Allí donde los verdes son variados e intensos, los mares furiosos algunas veces y otras tan pacíficos que son como el cielo azul, allí donde la tierra tiene antojos, perversamente montañosa algunas veces, suave y generosa otras, escarpada y escabrosa cuando quiere, fértil siempre; donde el sol se esconde enamorando la mirada o encogiendo el corazón. Aquí estoy gustosamente atrapado y describo el reflejo de mis profundas intenciones... Desde Galicia, mi esquina verde.
Sol tiene la mirada pícara y brillante, está construida con piezas blanditas y mucho amor.

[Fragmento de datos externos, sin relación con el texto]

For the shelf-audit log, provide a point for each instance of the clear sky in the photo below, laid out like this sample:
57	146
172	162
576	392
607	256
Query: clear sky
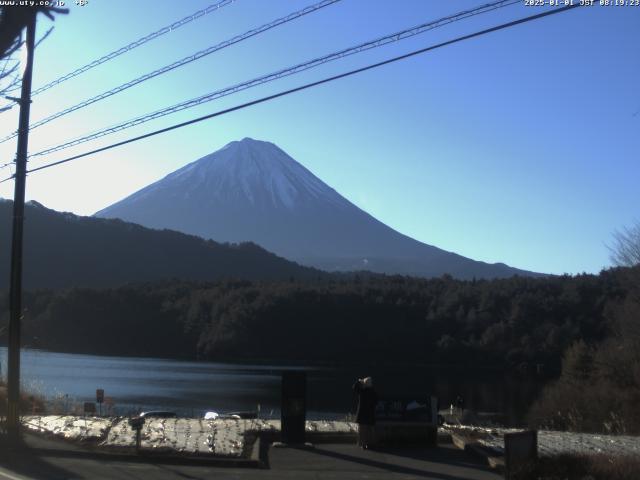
520	146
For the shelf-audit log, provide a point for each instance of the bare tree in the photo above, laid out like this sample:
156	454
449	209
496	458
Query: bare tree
625	250
13	20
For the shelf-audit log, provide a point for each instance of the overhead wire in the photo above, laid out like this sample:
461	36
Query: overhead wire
310	85
394	37
135	44
179	63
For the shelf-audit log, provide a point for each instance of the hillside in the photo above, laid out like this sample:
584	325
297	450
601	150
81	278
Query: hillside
65	250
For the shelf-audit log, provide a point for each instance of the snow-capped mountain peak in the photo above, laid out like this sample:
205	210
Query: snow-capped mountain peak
252	190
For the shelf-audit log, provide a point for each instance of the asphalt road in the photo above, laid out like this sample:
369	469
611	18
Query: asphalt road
334	461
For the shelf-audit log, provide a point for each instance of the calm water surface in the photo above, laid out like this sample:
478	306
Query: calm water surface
191	388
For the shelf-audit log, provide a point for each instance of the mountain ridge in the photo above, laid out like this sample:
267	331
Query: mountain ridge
64	250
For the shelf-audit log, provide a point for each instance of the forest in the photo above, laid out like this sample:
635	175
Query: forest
509	323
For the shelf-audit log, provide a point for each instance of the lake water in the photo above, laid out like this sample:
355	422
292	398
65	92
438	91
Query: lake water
191	388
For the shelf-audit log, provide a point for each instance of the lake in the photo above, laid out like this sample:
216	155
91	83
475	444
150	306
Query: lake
192	388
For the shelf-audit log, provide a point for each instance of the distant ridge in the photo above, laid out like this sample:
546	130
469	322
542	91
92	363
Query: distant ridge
252	190
64	250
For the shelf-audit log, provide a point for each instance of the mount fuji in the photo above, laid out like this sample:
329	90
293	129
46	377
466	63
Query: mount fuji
253	191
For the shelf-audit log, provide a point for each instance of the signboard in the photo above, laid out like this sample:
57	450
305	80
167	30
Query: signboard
520	452
294	407
420	410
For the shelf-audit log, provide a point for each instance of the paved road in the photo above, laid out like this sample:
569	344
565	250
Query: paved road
324	462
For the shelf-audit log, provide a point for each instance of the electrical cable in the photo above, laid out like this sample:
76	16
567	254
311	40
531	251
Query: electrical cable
310	85
394	37
179	63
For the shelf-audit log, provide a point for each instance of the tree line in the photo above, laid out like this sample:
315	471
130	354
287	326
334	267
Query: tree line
357	319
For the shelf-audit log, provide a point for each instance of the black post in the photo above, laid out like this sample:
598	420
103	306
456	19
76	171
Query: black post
294	407
15	291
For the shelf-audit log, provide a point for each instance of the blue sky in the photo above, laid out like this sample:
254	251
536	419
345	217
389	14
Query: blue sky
520	146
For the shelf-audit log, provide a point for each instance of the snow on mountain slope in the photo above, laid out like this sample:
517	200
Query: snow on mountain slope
253	191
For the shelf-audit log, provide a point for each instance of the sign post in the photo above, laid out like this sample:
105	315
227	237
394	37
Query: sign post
294	407
100	399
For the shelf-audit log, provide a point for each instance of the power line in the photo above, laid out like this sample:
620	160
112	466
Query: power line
135	44
308	85
394	37
181	62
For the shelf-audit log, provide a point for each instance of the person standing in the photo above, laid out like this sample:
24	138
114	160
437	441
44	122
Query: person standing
366	411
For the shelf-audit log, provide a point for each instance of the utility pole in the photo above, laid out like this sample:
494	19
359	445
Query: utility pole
15	291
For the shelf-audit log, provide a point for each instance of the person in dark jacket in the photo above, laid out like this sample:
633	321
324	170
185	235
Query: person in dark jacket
365	413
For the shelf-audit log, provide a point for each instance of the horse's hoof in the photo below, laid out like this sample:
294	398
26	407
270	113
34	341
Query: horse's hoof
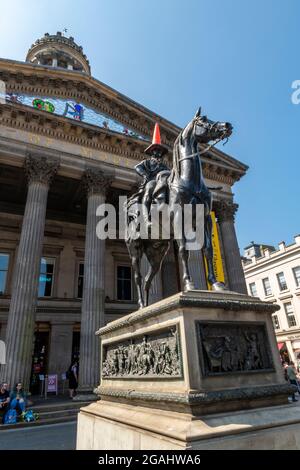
218	286
189	285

De mayor va a seguir siendo sol y seguramente terminará por mirar con nostalgia aquella manera entrañable con que su madre repite un puñado de veces al día su nombre para recordarle, sin decir palabra, que se preocupa por ella hasta el insomnio…
Sol no sabe que su nombre suena a verano, a playa, a sueños mágicos y que si se llama así es porque no podía ser de otra manera.
Sol juega a crecer entre nubes grises, días lluviosos y vientos fríos… también entre cielos inmensamente azules y mares a juego.
Sol conjuga el verbo amar empleando los nombres de sus miradas preferidas y sin que nadie pueda imaginarlo colecciona suspiros con sabor a fresa.
Sol es un ángel que revolotea entre las flores que nacen como disparates entre las hierbas frescas del jardín por donde pasean sus perros.
Sol mira con el corazón, pero como apenas sabe explicar donde está exactamente, cree que ese latido es el compás de una canción de moda.
Sol no es hoy mas que unos pocos años echados a volar y mañana no será menos que la furiosa luz de un hermoso e inolvidable atardecer.